Empreendimento agropecuário
Durante a aprovação do relatório final do GT Empreendimento Agropecuário, foi levantada a questão da ART Social. Para Robson Gomes, da câmara do Crea-AL, a maior dificuldade em relação à atividade ilegal da profissão e a falta de ARTs na área rural são nos pequenos e médios empreendimentos, devido à falta de informação. “Os grandes já sabem que precisam contratar profissional habilitado e registrar ART. É dos que não têm informação que decorrem a má utilização de agrotóxicos e muitos outros problemas na área agropecuária”, disse. Para ele, a ART social pode ajudar a criar a conscientização dos médios e pequenos produtores.
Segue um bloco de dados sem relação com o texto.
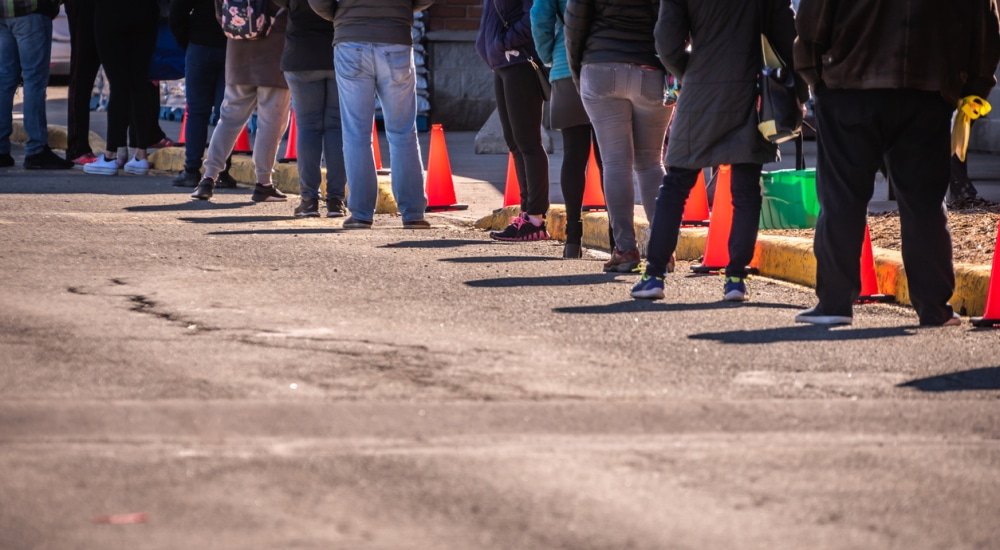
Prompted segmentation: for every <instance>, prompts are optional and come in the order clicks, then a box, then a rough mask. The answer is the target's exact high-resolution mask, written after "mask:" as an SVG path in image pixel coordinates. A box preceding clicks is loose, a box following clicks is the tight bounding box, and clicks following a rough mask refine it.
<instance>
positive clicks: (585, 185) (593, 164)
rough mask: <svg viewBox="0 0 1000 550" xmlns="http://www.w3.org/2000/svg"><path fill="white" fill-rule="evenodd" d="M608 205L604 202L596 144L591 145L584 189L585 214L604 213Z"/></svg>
mask: <svg viewBox="0 0 1000 550" xmlns="http://www.w3.org/2000/svg"><path fill="white" fill-rule="evenodd" d="M607 209H608V204H607V202H606V201H605V200H604V188H603V186H602V185H601V169H600V168H599V167H598V166H597V155H596V154H595V153H594V144H593V143H591V144H590V158H589V159H588V160H587V181H586V183H585V184H584V187H583V207H582V210H583V211H584V212H604V211H606V210H607Z"/></svg>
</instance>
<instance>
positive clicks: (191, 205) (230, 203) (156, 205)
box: [125, 201, 254, 212]
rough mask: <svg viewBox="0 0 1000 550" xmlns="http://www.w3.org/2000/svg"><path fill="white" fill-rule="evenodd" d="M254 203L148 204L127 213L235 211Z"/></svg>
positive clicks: (179, 202)
mask: <svg viewBox="0 0 1000 550" xmlns="http://www.w3.org/2000/svg"><path fill="white" fill-rule="evenodd" d="M252 204H254V203H252V202H250V203H247V202H237V203H229V204H218V203H210V202H208V201H188V202H175V203H170V204H147V205H141V206H129V207H126V208H125V211H126V212H188V211H192V210H233V209H236V208H245V207H247V206H250V205H252Z"/></svg>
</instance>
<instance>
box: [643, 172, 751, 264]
mask: <svg viewBox="0 0 1000 550" xmlns="http://www.w3.org/2000/svg"><path fill="white" fill-rule="evenodd" d="M701 170H702V169H701V168H680V167H677V166H671V167H669V168H668V169H667V173H666V175H664V176H663V184H662V185H660V194H659V195H657V197H656V213H655V214H653V226H652V227H651V228H650V230H649V246H648V249H647V252H646V273H648V274H649V275H651V276H655V277H663V276H664V274H666V272H667V262H668V261H670V256H671V255H672V254H673V253H674V251H675V250H676V249H677V239H678V238H679V237H680V231H681V218H683V217H684V205H685V204H686V203H687V199H688V196H689V195H690V194H691V189H692V188H694V184H695V183H696V182H697V181H698V173H699V172H701ZM760 171H761V165H760V164H734V165H732V171H731V172H730V174H731V176H730V182H731V183H730V189H731V192H732V195H733V223H732V229H731V230H730V232H729V243H728V244H729V265H727V266H726V275H727V276H729V277H741V278H742V277H746V276H747V269H746V268H747V264H749V263H750V260H752V259H753V250H754V246H756V244H757V228H758V227H759V226H760V204H761V196H760Z"/></svg>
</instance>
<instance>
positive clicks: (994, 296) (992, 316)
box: [971, 224, 1000, 327]
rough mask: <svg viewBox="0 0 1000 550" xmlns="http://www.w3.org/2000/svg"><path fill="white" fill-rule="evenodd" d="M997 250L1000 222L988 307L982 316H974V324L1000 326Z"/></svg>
mask: <svg viewBox="0 0 1000 550" xmlns="http://www.w3.org/2000/svg"><path fill="white" fill-rule="evenodd" d="M997 250H1000V224H998V225H997V244H996V246H994V247H993V267H992V268H991V269H990V287H989V290H987V291H986V308H985V311H984V312H983V316H982V317H973V318H972V319H971V321H972V326H975V327H998V326H1000V261H998V260H997V252H996V251H997Z"/></svg>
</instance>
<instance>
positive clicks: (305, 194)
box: [285, 69, 347, 200]
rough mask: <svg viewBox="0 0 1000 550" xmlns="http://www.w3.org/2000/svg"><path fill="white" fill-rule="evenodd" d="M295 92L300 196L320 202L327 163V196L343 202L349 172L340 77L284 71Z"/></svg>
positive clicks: (293, 108)
mask: <svg viewBox="0 0 1000 550" xmlns="http://www.w3.org/2000/svg"><path fill="white" fill-rule="evenodd" d="M285 81H287V82H288V89H289V90H290V91H291V92H292V109H293V110H294V111H295V125H296V129H297V131H298V143H297V149H296V154H297V155H298V160H297V164H298V168H299V192H300V193H301V195H302V196H303V197H306V198H311V199H318V198H319V186H320V182H321V181H322V178H323V175H322V174H321V172H320V163H321V161H322V160H323V159H324V158H325V159H326V196H327V198H338V199H340V200H344V186H346V185H347V171H346V169H345V168H344V136H343V134H342V132H341V128H340V95H339V94H338V93H337V73H335V72H334V71H333V69H330V70H328V71H285Z"/></svg>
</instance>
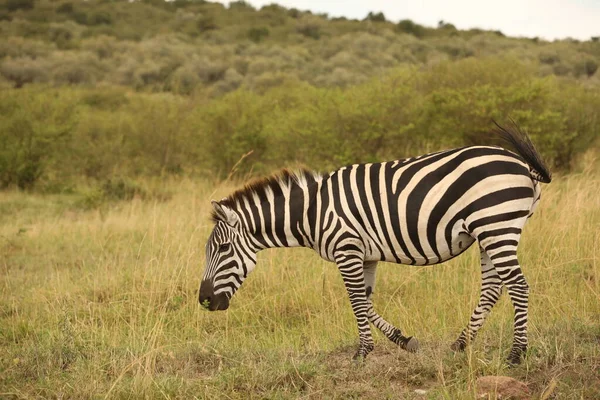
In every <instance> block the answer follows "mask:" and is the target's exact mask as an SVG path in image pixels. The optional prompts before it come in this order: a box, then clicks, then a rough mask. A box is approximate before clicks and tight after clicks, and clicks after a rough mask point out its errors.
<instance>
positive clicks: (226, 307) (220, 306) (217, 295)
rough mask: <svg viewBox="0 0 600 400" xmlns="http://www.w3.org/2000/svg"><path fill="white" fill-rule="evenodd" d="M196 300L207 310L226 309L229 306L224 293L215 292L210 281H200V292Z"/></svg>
mask: <svg viewBox="0 0 600 400" xmlns="http://www.w3.org/2000/svg"><path fill="white" fill-rule="evenodd" d="M198 302H200V305H201V306H202V307H204V308H206V309H207V310H209V311H217V310H227V309H228V308H229V298H228V297H227V295H226V294H225V293H218V294H215V292H214V287H213V285H212V283H211V282H210V281H202V283H201V284H200V294H199V295H198Z"/></svg>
A proposta do GT Empreendimento Agropecuário de se criar a ART Social tem como público alvo os pequenos e médios produtores. Com valor de taxa simbólico, o intuito da ART Social é incentivar a inserção de profissional habilitado nas propriedades de agricultura familiar. Com taxa irrisória, o profissional pode incluir aquele serviço no seu acervo técnico.
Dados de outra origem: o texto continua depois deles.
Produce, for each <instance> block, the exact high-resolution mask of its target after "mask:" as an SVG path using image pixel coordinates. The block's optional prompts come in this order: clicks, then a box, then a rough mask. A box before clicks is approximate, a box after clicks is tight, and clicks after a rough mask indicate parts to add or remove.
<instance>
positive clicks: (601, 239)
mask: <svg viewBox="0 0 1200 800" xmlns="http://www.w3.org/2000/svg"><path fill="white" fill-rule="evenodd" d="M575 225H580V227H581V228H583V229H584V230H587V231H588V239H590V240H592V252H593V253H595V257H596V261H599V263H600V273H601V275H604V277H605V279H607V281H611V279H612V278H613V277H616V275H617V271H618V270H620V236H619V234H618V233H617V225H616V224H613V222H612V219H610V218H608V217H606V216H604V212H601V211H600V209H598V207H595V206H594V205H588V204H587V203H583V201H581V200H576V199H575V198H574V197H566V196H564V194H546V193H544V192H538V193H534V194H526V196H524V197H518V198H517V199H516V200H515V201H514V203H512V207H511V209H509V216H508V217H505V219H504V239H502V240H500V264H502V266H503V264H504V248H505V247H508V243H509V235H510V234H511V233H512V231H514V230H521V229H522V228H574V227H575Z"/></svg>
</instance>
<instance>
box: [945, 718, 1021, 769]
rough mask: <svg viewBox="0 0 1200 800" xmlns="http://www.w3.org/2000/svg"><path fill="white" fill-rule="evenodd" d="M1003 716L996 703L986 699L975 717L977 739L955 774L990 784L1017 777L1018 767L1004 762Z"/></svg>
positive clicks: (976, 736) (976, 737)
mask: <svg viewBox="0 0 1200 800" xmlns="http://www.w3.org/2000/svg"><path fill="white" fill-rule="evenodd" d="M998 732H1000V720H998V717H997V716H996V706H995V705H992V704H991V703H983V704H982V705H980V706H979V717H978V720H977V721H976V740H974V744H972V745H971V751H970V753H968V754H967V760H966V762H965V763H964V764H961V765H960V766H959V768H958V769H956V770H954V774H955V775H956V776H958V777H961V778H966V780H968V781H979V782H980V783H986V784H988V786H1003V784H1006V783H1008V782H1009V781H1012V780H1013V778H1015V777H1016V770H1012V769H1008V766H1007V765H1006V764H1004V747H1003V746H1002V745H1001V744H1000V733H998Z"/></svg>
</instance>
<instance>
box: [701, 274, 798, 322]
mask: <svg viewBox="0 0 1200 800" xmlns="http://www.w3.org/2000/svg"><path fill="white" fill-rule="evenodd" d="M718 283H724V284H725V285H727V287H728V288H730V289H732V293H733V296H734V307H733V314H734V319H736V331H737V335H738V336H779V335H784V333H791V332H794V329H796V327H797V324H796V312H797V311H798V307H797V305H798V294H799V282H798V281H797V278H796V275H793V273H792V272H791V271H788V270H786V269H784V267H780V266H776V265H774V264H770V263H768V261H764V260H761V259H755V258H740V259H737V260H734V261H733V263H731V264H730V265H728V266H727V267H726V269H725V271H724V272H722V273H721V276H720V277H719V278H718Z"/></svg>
O GT Empreendimento Agropecuário foi criado em março deste ano, com objetivo de definir diretrizes para fiscalização que possibilitem a verificação efetiva da participação do profissional no empreendimento agropecuário e a elaboração de novos critérios para registro das Anotações de Responsabilidade Técnica (ARTs) para o setor agropecuário.
Resolução nº 1.010
Coordenador da câmara de Agronomia do Crea-MS, Laércio Alves propôs uma discussão sobre a Resolução nº 1.010 e Matriz do Conhecimento, que não estava na pauta. Apresentações por técnicos do Confea sobre o assunto estão previstas para sexta-feira. Laércio defendeu que, além das apresentações, o assunto deve ser discutido pelos integrantes da coordenadoria mais profundamente. “Outros fóruns, como o Congresso Brasileiro de Agronomia, pediram suspensão da Resolução por mais um ano, para que se discuta ainda mais a matriz antes de sua aplicação”, disse. O coordenador nacional propôs, e o grupo aprovou, que fosse iniciada um debate sobre o tema na manhã de quinta-feira (8/12), antecedendo as apresentações de sexta-feira.
Planejamento estratégico
Ainda na tarde desta quinta-feira, o coordenador da câmara de Agronomia do Crea-SP, Daniel Salati, apresentou uma sugestão de planejamento estratégico a ser implementada nas câmaras de cada Regional. “O princípio é colocar o profissional, o técnico, para fazer a coisa funcionar”, disse. As prioridades contempladas no planejamento sugerido são, em ordem de importância, fiscalização em ação – inclusive em empresas -, curso de legislação para formandos, encontros regionais envolvendo profissionais, treinamento para novos conselheiros, planejamento de fiscalização para área rural dos municípios e Rio+20. “Um conselho é que as pautas das reuniões das câmaras sejam objetivas”, afirmou.